S’étaient-ils tous passé le mot ? Pourquoi ramenaient-ils tout à mon physique ? Était-ce parce que je lui avais dit que j’étais heureux ?
— Ouais, sûrement, marmonnai-je pour lui faire plaisir.
Je savais qu’il avait bien travaillé, qu’il avait fait des miracles. S’il n’avait pas été là j’aurai été défiguré à cause des cicatrices de brûlures sur tout le corps mais est-ce que ça n’aurait pas été mieux ? Ces balafres m’auraient évité d’être la convoitise de ces femmes et de certains hommes. Je n’aurai pas été regardé comme un vulgaire morceau de viande, personne n’aurait voulu m’approcher et j’aurai eu la paix.
— C’est quoi toutes ces rougeurs ?
La question inévitable… Qu’allais-je bien pouvoir lui dire ?
— J’ai eu quelques démangeaisons il y a quelques jours et je n’ai pas résisté mais ça va mieux.
Il paraissait sceptique mais repartit à son bureau. Je le rejoignis juste après m’être rhabillé.
— Tout est bon pour moi, aucune inflammation, aucun signe de rejet depuis un an, tu es rétabli.
Physiquement seulement, mon âme était à des années lumières du rétablissement. Elle était encore dans les abysses de la tourmente et de la douleur. Elle s’accrochait aux ténèbres comme un enfant qui se tenait aux jupons de sa mère.
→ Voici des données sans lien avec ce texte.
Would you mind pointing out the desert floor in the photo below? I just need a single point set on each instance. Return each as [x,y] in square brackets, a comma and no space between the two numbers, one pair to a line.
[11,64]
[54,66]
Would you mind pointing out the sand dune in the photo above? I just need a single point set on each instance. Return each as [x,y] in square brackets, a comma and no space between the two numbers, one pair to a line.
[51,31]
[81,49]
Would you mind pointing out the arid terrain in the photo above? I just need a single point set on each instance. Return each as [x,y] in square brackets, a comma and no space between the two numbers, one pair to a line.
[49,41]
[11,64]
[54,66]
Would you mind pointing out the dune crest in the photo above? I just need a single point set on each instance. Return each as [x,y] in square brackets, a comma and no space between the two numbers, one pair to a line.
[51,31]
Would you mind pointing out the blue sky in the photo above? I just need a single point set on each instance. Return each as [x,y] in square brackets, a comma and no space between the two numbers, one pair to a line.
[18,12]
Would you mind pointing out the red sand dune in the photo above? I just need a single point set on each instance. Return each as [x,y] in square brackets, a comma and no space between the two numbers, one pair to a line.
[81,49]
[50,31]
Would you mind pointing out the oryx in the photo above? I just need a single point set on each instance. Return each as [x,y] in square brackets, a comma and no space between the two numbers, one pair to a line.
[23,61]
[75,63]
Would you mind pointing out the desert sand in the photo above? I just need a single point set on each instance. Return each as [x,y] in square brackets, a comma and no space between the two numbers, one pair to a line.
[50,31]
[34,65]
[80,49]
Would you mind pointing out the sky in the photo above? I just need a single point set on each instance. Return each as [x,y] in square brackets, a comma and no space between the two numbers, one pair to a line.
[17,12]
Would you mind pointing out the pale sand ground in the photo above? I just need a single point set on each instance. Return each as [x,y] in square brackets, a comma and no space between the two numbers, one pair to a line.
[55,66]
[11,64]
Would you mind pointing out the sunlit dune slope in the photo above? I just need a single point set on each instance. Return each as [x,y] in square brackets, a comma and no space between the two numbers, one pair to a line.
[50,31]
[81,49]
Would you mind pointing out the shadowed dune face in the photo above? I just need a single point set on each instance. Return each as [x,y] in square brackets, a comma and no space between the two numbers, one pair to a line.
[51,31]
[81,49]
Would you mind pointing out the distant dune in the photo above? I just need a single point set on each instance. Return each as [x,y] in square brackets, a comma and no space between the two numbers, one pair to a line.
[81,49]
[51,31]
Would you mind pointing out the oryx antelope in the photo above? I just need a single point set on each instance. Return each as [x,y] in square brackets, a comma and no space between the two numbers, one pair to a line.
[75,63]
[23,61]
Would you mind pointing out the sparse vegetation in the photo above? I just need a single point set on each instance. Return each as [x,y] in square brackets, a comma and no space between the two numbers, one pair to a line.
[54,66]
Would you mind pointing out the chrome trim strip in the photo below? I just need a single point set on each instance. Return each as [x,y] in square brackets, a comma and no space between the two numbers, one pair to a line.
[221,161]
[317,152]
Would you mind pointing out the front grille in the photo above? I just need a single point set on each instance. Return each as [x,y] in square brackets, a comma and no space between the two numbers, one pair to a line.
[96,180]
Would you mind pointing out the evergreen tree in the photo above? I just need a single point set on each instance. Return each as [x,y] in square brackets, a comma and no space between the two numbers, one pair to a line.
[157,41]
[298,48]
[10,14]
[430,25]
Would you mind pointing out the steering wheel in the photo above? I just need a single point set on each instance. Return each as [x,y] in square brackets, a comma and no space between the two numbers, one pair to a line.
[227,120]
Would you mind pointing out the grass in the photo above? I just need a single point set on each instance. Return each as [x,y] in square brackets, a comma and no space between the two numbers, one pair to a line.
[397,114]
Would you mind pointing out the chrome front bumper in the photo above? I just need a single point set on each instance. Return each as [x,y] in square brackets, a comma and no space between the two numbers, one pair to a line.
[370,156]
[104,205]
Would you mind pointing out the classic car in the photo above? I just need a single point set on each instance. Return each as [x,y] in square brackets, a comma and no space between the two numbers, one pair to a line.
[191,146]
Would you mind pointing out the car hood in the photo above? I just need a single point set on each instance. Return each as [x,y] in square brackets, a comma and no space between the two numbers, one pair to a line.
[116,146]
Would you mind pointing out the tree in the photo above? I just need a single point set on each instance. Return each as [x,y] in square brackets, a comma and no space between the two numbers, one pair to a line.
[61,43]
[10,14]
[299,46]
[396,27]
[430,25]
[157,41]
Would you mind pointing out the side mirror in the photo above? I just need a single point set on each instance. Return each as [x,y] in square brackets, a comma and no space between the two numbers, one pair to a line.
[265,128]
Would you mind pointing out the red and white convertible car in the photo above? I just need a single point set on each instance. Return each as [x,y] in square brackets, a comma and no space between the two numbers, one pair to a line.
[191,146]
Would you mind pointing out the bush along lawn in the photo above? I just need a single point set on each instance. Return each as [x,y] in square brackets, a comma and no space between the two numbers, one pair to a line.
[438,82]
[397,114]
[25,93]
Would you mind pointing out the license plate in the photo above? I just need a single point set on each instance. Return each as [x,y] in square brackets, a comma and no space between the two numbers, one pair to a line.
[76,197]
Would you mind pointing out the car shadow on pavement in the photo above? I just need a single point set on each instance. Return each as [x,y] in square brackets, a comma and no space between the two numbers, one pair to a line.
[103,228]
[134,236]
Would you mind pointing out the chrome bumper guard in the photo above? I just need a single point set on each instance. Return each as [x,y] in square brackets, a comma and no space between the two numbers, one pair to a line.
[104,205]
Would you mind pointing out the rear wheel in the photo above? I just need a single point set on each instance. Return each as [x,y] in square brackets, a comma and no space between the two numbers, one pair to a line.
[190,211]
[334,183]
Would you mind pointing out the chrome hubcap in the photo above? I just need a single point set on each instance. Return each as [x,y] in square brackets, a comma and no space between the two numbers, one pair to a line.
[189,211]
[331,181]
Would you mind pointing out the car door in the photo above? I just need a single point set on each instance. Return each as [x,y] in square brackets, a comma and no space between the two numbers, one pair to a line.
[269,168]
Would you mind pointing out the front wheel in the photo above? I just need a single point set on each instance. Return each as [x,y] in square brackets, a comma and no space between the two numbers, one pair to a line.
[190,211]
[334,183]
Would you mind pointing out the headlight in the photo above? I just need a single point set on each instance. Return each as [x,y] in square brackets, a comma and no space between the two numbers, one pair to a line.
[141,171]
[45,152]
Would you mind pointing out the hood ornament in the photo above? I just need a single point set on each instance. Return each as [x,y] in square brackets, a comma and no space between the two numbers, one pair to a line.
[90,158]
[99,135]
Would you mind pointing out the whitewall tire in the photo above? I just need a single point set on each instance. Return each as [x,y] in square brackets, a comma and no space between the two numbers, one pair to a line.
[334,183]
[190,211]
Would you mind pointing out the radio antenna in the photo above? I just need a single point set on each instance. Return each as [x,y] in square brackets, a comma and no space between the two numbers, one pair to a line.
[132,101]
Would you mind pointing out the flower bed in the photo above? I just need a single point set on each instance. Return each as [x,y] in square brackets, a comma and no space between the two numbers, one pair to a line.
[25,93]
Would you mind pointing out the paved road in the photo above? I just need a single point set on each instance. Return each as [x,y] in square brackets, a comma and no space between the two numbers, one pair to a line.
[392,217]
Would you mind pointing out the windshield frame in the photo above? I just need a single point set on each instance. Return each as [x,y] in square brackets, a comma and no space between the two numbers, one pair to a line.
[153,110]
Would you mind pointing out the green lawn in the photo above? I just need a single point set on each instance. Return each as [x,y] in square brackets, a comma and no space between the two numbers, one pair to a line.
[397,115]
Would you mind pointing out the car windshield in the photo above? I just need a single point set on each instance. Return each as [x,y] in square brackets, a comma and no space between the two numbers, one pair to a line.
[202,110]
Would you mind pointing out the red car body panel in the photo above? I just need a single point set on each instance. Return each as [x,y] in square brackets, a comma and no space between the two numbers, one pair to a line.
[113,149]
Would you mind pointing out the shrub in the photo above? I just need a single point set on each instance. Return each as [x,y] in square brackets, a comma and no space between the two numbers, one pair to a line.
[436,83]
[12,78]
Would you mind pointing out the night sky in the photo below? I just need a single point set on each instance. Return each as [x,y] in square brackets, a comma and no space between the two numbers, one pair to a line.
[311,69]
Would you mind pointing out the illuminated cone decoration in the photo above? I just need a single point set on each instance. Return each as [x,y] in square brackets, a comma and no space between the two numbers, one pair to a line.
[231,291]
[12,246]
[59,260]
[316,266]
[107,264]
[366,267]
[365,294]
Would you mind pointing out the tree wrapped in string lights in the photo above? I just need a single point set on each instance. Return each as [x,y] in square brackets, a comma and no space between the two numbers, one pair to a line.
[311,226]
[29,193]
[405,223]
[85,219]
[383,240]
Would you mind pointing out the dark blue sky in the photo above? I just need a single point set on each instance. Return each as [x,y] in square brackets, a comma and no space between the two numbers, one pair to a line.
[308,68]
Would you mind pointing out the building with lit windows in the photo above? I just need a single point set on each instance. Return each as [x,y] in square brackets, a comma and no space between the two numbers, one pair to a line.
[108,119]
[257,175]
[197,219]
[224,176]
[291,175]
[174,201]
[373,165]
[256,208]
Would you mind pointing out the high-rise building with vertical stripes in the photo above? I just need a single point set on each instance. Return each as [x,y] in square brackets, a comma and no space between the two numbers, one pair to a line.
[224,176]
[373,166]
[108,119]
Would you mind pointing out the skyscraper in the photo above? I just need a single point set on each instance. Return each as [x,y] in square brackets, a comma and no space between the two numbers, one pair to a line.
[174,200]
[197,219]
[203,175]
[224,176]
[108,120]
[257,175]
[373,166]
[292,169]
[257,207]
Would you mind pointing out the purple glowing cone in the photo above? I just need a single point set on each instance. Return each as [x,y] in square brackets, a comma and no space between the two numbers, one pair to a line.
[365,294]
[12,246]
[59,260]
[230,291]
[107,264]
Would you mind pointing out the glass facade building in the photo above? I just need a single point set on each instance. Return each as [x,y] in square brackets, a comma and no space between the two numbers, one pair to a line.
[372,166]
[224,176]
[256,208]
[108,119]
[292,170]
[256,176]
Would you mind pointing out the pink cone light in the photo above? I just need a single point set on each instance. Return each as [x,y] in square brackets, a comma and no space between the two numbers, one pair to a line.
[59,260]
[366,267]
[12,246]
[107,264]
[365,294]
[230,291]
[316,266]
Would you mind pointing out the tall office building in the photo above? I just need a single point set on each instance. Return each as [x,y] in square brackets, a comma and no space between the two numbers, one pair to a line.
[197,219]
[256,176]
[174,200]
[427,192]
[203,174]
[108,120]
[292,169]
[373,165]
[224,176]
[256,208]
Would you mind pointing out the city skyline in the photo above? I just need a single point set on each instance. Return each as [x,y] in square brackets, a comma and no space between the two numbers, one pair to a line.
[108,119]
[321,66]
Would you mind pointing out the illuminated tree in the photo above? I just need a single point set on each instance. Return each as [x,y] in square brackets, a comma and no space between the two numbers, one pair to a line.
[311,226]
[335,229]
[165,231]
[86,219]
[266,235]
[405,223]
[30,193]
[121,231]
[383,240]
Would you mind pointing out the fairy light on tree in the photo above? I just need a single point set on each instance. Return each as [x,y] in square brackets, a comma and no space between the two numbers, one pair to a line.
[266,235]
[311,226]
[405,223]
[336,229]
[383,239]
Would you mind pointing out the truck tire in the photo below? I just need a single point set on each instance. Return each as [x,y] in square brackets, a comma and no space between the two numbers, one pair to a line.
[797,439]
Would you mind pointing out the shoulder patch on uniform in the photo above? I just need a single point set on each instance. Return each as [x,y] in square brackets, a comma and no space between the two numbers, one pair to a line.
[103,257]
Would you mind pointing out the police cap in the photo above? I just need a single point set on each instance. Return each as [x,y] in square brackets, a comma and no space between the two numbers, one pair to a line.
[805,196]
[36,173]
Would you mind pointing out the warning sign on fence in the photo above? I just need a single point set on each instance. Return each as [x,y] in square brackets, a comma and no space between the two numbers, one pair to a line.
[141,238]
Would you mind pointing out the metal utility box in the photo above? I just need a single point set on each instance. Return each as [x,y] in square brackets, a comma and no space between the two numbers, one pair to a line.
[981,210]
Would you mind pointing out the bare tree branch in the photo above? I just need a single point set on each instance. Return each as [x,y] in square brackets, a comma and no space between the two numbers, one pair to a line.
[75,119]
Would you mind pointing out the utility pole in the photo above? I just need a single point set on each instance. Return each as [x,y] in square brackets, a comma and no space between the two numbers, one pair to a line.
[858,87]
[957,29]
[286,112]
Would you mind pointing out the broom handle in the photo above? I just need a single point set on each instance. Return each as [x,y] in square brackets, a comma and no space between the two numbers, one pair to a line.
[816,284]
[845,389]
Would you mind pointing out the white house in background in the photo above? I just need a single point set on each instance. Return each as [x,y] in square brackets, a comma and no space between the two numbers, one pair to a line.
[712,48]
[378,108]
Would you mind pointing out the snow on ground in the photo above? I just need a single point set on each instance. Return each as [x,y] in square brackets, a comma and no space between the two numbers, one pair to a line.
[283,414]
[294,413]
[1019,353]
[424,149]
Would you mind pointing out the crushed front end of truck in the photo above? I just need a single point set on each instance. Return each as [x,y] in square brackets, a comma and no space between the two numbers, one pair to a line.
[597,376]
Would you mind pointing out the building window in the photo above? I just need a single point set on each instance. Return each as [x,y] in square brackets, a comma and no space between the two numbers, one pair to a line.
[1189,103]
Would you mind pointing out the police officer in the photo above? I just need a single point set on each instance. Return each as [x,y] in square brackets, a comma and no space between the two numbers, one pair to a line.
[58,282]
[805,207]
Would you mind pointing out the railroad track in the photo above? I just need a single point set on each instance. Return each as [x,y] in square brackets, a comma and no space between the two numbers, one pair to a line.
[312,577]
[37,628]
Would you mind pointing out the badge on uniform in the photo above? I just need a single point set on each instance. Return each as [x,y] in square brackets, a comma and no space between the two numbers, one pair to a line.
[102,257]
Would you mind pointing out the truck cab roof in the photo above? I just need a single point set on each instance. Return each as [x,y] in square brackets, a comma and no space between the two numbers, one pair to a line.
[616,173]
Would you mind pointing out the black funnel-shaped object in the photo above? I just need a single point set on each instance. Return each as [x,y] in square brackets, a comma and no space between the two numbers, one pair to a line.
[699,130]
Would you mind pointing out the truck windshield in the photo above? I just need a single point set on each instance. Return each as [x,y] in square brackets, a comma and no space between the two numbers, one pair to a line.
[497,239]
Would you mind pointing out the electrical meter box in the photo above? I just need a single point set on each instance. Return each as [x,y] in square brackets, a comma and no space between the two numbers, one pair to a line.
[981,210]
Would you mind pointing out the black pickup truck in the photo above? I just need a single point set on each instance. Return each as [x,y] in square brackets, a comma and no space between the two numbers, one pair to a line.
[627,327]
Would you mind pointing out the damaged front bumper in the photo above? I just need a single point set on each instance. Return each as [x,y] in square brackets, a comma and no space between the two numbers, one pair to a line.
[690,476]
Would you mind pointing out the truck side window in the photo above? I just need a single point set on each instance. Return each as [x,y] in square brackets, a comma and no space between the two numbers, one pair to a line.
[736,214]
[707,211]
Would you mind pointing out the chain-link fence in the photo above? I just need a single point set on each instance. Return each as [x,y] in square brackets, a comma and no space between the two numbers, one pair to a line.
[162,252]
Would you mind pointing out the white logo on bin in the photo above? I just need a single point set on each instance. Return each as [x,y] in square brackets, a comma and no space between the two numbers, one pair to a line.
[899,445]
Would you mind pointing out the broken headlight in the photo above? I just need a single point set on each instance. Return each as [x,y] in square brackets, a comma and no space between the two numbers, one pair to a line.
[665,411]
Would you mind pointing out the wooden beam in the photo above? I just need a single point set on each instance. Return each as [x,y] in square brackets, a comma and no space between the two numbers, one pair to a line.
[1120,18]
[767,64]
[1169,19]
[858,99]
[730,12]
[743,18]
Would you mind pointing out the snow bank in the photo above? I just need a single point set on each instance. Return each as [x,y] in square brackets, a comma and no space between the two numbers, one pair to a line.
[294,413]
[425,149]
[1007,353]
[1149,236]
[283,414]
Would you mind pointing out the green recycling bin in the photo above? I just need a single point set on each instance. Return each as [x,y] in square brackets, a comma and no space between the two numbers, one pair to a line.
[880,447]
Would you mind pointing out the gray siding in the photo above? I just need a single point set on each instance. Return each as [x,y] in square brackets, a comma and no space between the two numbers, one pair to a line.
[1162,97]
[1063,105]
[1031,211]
— Si jamais tu sens quoi que ce soit, n’hésites pas à m’appeler ou à venir, tu sais bien.
Je hochai la tête. L’examen avait duré moins de vingt minutes. Il me serra à nouveau la main.
— Au revoir Angelo.
— Au revoir docteur.
Je quittai la salle et errai dans les couloirs de cet hôpital que j’avais arpenté durant les deux longues années qu’avaient duré mon hospitalisation. Les infirmières n’avaient pas changé, les couleurs non plus, tout était pareil, tout restait figé sauf moi. Pourquoi cela ne pouvait-il pas être l’inverse ? Pourquoi n’avais-je pas pu disparaître pendant que la vie continuer son cours ?
Je repris le bus en sens inverse et rentrai à l’appartement avant que midi ne sonne.
— Mes poumons vont bien, le pneumologue ne s’inquiète pas, le rhume n’a pas eu d’incident grave, tout va bien.
Il souffla en se laissant retomber sur le canapé, un sourire sur le visage. La sérénité avait retrouvé ses traits.
— Tant mieux ! Carmen a appelé, elle a dit que le photographe était très fier des photos et qu’il t’avait tout envoyé.
Mon souffle se coupa mais je repris rapidement contenance.
— D’accord, merci.
Je m’installai dans mon lit et ouvris mes mails. Toute mon après-midi fut dédié à la lecture des différentes photos. Sur ces dernières, j’arborai un air insouciant, heureux, l’inverse de ce que j’étais actuellement. Ces images étaient les dernières sur lesquelles mon bonheur habitait mon cœur.
Le soleil commençait sa descente dans le ciel lorsque je reçus un mail de la secrétaire de Monsieur Arnault. Ce dernier me convoquait le lendemain à dix heures. Je répondis par l’affirmative tout en espérant que Carmen ne serait pas présente. Je sautai le dîner et m’endormit sous le coup des émotions trop intenses que j’avais ressenti.